Now I am writing a different book, and it makes me think of this quote from Susan Cooper that I love: “You can’t find a treasure map and just say ‘oh, how nice’ and put it back again.” That’s historical fiction for me—tell me one anecdote about law-flouting Elizabethan actors and I will not rest until I get 100,000 words out of it.
And I wanted to see these guys. So I’m learning to draw. Famous writers do it—Meg Wolitzer, for one, and Maggie Stiefvater, for two—and so I’m going to extrapolate outwards from a sample size of two and say this is a near-universal impulse. But I’m also impatient. And I suck at drawing (see above).
So I ordered this beautiful commission from an artist named Liv last week—explained to her who these guys are, what they look like, what their deal is—and she made it perfect. Just looking at it absolutely thrills me. THERE THEY ARE. She did in a single picture what it’s taking me tens of thousands of words to try to express—that experiential point that’s so important to a story’s success. And when my friend Becky had Liv draw Simon from her book, I was equally floored. This is witchcraft, friends. The word made flesh, or at least drawn into flesh.

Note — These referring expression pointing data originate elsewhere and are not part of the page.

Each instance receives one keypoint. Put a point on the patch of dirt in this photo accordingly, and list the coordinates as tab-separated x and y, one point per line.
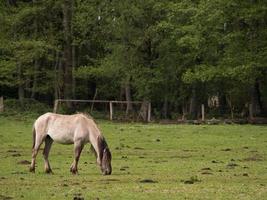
206	168
112	179
16	155
192	180
78	198
24	162
11	151
148	181
207	173
232	165
139	148
141	157
216	161
227	149
253	158
190	150
2	197
182	156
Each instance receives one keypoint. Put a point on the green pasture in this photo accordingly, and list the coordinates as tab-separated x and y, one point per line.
150	161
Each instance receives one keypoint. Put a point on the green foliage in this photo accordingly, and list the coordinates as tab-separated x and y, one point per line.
173	157
160	49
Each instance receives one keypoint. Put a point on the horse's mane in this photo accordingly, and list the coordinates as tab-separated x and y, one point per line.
102	144
87	115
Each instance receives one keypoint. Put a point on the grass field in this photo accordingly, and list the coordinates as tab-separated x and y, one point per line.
150	161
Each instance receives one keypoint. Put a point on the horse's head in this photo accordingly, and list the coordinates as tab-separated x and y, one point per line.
106	162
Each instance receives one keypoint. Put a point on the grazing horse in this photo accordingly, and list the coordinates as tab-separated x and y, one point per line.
77	129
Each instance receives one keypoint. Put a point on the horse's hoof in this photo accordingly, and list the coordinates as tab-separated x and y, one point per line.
48	171
32	170
73	171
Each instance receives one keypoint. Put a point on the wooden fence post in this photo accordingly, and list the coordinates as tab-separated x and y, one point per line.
203	112
110	110
1	104
250	111
149	112
55	106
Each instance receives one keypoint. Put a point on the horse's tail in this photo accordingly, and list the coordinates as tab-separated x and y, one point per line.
33	136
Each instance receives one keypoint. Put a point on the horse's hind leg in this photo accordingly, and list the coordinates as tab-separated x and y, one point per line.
78	146
38	141
48	144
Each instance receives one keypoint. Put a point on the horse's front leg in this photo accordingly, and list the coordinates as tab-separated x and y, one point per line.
48	144
38	141
78	146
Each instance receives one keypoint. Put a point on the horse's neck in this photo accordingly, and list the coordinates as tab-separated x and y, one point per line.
98	147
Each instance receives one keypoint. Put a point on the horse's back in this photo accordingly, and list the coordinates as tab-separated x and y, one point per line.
64	128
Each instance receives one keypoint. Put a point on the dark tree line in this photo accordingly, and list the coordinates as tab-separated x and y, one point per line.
178	54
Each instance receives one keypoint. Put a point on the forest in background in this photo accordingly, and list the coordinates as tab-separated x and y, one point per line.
176	54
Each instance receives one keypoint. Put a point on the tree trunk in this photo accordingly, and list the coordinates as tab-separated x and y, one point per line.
165	108
193	104
128	97
35	76
256	99
36	69
67	54
21	91
57	69
73	70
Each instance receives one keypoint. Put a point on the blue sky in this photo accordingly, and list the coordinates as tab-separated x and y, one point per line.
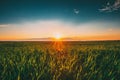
101	14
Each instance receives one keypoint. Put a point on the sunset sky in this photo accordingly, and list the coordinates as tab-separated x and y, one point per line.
76	19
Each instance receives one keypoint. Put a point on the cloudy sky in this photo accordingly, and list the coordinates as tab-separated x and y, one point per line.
80	19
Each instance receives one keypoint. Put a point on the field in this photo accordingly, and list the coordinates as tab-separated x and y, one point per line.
85	60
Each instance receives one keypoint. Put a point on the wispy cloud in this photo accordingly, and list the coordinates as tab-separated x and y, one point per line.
111	7
76	11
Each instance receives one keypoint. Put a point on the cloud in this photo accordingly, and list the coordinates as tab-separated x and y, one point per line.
76	11
111	8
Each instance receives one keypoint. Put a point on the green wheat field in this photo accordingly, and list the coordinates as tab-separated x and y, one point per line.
67	60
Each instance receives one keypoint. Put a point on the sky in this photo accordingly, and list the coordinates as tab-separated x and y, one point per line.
76	19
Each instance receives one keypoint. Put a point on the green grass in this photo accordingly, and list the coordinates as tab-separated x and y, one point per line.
98	60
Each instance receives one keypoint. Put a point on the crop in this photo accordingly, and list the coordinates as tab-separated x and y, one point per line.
83	60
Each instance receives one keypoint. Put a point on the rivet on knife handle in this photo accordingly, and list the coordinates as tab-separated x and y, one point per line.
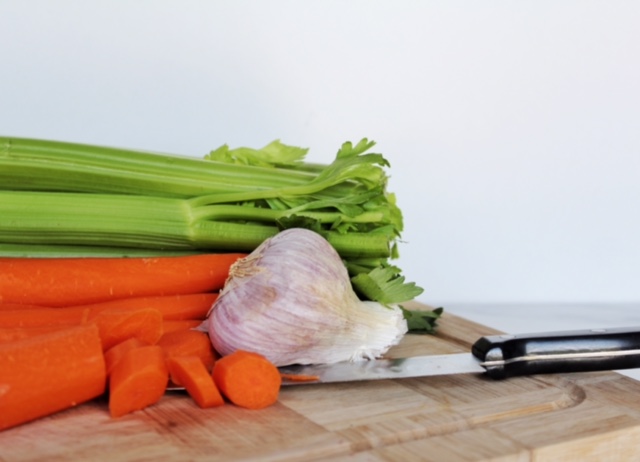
558	352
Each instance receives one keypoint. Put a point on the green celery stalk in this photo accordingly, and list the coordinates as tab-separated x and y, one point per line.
59	198
148	222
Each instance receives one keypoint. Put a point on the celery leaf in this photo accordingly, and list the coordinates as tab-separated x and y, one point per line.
385	285
422	322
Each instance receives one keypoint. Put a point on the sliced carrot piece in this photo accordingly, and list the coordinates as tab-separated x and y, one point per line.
191	372
118	325
185	324
138	380
114	354
247	379
188	343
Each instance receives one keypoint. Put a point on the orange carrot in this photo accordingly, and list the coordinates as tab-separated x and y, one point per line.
191	372
75	281
43	317
49	373
186	324
173	307
114	354
11	334
247	379
299	377
188	343
19	306
138	380
118	325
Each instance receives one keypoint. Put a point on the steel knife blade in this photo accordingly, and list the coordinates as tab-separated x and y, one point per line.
498	356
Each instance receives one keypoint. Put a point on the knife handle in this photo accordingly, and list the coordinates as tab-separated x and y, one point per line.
569	351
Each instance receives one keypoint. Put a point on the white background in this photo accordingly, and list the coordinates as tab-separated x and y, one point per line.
512	128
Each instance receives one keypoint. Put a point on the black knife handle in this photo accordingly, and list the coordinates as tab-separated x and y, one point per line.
556	352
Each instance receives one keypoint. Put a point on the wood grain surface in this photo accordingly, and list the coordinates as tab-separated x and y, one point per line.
581	417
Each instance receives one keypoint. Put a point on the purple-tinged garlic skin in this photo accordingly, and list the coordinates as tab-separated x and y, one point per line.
291	300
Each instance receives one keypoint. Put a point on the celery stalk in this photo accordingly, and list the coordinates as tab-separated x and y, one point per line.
152	222
67	198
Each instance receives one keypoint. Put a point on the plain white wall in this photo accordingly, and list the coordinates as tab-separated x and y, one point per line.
512	128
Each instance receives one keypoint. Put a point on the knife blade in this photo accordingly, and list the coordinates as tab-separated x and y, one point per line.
497	356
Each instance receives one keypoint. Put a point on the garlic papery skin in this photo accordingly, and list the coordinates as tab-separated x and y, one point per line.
291	300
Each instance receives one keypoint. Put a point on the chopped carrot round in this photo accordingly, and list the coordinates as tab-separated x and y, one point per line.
247	379
188	343
114	354
138	380
118	325
191	373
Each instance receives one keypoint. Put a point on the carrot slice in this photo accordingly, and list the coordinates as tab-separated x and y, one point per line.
118	325
114	354
191	373
61	282
247	379
49	373
188	343
138	380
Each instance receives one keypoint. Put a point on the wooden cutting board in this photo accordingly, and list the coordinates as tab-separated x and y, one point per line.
582	417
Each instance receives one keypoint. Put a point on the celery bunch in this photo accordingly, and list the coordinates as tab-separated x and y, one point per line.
68	199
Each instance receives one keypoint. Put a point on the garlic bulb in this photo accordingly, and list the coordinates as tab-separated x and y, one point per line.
291	300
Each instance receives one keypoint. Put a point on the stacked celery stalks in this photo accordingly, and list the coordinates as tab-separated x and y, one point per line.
61	199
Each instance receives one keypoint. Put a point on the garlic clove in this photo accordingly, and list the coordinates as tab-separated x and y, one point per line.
291	300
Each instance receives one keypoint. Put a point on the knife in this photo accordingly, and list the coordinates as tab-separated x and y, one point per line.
497	356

But “real” gets weird when you’re dealing with, well, real people. Will Sly* really lived and really died, and the artifacts of his existence are everywhere. I can look up the Henslowe-Alleyn papers and see his name written all over stage documents. I can read the part written for him in a play where he jokes around with his fellow players—also my characters, though they’re really neither mine nor characters. And I can see him.
Which is right? Which is real? Am I messing things up because I imagine him as a tousle-headed sixteen-year-old with a lisp and a proclivity for emotional outbursts? I don’t think so. I’m not trying to flout historical truth when I write about him, because I am not writing history. Through a combination of conscious deviance from the facts and (hopefully minimal) accidental inaccuracy, I am creating for Will what I suppose is—I hope—an equal kind of truth in fiction. In a capital-T thematic sense, I want to write a life that is an objective correlative to what I see as the point of the early modern era of theater: a volatile and vibrant and adolescent age, when few things were certain but many were possible.

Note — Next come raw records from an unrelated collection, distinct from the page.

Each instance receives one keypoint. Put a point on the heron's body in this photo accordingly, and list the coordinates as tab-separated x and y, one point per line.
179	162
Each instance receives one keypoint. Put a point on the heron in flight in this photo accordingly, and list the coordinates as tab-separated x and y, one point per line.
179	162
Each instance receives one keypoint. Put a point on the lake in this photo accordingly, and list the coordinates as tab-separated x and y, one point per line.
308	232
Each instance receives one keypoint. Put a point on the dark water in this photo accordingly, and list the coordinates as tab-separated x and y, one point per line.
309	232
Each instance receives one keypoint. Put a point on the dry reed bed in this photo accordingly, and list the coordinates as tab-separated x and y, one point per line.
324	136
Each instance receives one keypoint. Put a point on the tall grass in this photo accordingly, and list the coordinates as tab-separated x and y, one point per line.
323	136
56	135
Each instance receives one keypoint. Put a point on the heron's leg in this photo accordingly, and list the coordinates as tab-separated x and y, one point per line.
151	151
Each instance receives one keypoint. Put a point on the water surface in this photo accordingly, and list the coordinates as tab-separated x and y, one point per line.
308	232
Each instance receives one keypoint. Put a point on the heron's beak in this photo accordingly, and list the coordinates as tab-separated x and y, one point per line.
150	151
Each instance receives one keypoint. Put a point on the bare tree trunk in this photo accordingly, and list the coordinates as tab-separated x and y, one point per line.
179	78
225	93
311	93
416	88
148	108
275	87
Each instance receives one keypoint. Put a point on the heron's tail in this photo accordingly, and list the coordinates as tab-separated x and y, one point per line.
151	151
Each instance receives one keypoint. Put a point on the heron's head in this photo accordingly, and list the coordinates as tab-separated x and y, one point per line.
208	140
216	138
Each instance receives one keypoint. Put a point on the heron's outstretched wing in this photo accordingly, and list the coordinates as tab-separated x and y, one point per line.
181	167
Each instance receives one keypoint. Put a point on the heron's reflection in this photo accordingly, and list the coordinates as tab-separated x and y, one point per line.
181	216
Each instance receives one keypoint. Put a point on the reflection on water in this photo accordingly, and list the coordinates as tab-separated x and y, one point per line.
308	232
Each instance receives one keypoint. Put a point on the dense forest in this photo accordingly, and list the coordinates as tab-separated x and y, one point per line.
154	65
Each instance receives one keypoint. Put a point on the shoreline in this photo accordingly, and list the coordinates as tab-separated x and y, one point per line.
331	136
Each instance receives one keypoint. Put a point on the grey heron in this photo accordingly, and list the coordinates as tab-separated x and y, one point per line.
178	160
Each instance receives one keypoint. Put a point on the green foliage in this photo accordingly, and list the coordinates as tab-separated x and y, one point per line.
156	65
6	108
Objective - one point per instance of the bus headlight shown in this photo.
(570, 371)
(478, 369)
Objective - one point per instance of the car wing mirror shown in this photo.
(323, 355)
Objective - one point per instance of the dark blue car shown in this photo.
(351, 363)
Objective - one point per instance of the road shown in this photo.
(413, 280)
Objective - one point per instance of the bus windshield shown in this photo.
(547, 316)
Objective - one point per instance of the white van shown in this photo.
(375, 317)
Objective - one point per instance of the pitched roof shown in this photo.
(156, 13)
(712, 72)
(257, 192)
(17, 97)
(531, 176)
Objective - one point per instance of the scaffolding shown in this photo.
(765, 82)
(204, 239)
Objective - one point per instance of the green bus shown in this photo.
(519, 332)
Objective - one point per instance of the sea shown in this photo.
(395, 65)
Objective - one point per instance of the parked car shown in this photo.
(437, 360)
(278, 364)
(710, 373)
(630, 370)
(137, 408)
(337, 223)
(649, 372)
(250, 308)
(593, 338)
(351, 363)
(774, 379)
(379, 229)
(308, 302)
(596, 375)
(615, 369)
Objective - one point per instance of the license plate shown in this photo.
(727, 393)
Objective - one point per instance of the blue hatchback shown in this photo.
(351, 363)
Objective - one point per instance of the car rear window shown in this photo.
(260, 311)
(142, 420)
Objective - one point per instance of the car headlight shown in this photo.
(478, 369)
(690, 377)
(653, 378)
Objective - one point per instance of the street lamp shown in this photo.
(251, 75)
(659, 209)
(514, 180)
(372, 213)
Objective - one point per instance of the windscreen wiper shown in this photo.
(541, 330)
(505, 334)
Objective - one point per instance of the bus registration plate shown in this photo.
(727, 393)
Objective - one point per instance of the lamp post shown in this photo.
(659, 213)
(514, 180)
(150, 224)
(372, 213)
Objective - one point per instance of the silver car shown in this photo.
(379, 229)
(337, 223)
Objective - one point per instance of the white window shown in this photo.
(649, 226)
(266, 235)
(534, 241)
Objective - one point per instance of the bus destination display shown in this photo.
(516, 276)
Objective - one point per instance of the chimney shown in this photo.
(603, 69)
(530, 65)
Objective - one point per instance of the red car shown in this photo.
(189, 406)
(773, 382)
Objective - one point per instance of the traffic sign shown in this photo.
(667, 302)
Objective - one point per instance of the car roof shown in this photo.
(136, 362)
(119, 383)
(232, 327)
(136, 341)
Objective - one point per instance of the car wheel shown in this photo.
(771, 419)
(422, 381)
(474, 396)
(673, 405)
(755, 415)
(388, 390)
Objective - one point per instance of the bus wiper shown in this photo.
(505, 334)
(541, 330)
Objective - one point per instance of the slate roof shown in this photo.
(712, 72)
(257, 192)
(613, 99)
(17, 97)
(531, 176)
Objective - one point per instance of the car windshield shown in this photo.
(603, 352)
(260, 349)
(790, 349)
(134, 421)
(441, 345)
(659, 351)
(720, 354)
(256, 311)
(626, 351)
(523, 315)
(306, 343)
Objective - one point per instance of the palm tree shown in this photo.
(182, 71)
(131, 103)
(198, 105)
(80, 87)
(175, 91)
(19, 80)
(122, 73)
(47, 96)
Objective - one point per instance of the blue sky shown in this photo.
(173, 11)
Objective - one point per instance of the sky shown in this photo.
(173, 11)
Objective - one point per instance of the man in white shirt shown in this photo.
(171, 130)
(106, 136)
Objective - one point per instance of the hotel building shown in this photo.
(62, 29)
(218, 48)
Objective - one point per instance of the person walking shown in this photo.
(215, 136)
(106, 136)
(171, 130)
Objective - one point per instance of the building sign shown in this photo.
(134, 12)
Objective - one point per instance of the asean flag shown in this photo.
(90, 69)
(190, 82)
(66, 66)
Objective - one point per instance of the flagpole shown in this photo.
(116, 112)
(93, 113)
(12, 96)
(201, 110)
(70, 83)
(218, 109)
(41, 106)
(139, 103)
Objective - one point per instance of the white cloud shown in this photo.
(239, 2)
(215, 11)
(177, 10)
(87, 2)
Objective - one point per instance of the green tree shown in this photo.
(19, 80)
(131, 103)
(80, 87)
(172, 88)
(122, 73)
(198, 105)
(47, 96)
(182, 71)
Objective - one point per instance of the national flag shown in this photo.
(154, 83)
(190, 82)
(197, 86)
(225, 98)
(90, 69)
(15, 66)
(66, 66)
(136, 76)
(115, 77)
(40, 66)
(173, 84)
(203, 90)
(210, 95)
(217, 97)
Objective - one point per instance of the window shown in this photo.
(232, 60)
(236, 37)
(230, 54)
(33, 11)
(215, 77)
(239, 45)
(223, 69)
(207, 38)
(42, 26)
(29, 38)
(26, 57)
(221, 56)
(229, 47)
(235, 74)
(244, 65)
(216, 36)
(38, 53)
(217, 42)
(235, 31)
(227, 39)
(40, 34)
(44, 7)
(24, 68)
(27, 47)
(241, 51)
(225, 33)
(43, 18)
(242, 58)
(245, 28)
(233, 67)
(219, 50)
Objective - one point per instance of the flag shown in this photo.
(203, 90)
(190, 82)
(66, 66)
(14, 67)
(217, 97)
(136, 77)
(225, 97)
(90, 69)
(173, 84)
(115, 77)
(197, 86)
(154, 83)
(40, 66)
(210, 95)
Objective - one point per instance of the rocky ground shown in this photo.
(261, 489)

A few weeks ago, I saw a First Folio on display at the Free Library, propped up in a fancy case on a velvet stand. The front spread of spotty, four-hundred-some-year-old paper, is a list of the principal players on the verso and a portrait of Shakespeare on the recto. The portrait may or may not be an “accurate” rendering of what the man looked like, but even up on the third floor in special collections, behind a pane of glass, it’s hard to look at it and not feel something. That picture, for most of us, is Shakespeare. It is more than black marks on a page. It makes your heart beat a little faster. And there in the cast list are my imaginary people in all their realness.
Damned if those names didn’t make me feel something hardcore. I grinned like a dope, probably weirding out the other nice people in the exhibit, and then I actually almost cried a little. Just from looking at the page of a book.
Now, all I’ve got to do is draw other people to do the same thing.
*OBVIOUSLY he had to be the main character. Obviously. It’s a treasure map of a name!